Corus shares may be worthless after Rogers television raid, TD says

Shares of Canadian media company Corus Entertainment Inc. may be worth zero if Rogers Communications Inc. is successful in snatching away programming and trademark deals for channels owned by Warner Bros Discovery Inc., according to analysts at TD Cowen.

Corus, an independent television and radio company that’s controlled by the Shaw family of Alberta, is at risk of losing the Canadian rights to programming on five key channels, including HGTV and the Food Network.

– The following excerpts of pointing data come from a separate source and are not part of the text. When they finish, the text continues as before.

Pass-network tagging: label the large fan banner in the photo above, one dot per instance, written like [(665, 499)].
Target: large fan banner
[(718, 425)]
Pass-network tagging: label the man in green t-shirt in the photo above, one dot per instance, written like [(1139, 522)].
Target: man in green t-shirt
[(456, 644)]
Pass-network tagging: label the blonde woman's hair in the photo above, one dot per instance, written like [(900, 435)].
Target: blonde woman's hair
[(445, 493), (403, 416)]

Rogers said Monday it signed an agreement with Warner to become the rights holder to those TV brands, starting in January. 

If Rogers succeeds in taking over the specialty cable channels “with no compensation for Corus, then our forecasts will be seriously impacted and the equity value of CJR.B shares will likely be zero,” TD analyst Vince Valentini wrote in a report to clients. 

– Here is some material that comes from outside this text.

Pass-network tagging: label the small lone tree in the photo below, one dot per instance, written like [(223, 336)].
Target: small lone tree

The channels are vital to Corus’ business, yielding about $155 million (US$113 million) in revenue per year and $50 million in earnings before interest, taxes, depreciation and amortization. 

“Corus also has branding and content deals with other key U.S. channels and studios, such as Disney, the History Channel, and Hallmark,” he said. “This could be a very dangerous slippery slope, in our view.”

The Shaw family controls Corus through ownership of the company’s voting shares — but their wealth is actually more closely tied to Rogers after they sold their cable and internet distributor, Shaw Communications Inc., to Rogers last year in a $20 billion transaction. Bradley Shaw, in fact, is on the Rogers Communications board. 

It’s possible that regulators will help Corus, Valentini said in his report. It’s unlikely that the Canadian Radio-television and Telecommunications Commission will “sit back” and allow Rogers to launch 10 or more specialty channels that are in the same genre as licenses already held by Corus and Bell Media, he wrote. 

Corus shares have tumbled into penny-stock territory on growing concerns about a tough advertising market and the company’s debt load. They’ve lost half of their value this week, making Corus’ stock market capitalization around $50 million. As recently as 2022, it was more than $1 billion. 

Corus shares were down 14 per cent to 24.5 Canadian cents as of 3:07 p.m. in Toronto.

A Corus spokesperson declined to comment beyond the company’s Friday press release that announced the loss of Warner programming. In that statement, Chief Executive Officer Doug Murphy blamed “inequitable structural relationships in the Canadian media and telecom industries” that harm independent broadcasters.

Colette Watson, the head of Rogers’ media and sports division, said this week that new programming deals with Warner and NBCUniversal position the Toronto-based company as “a strong Canadian broadcaster that can compete with foreign streamers.”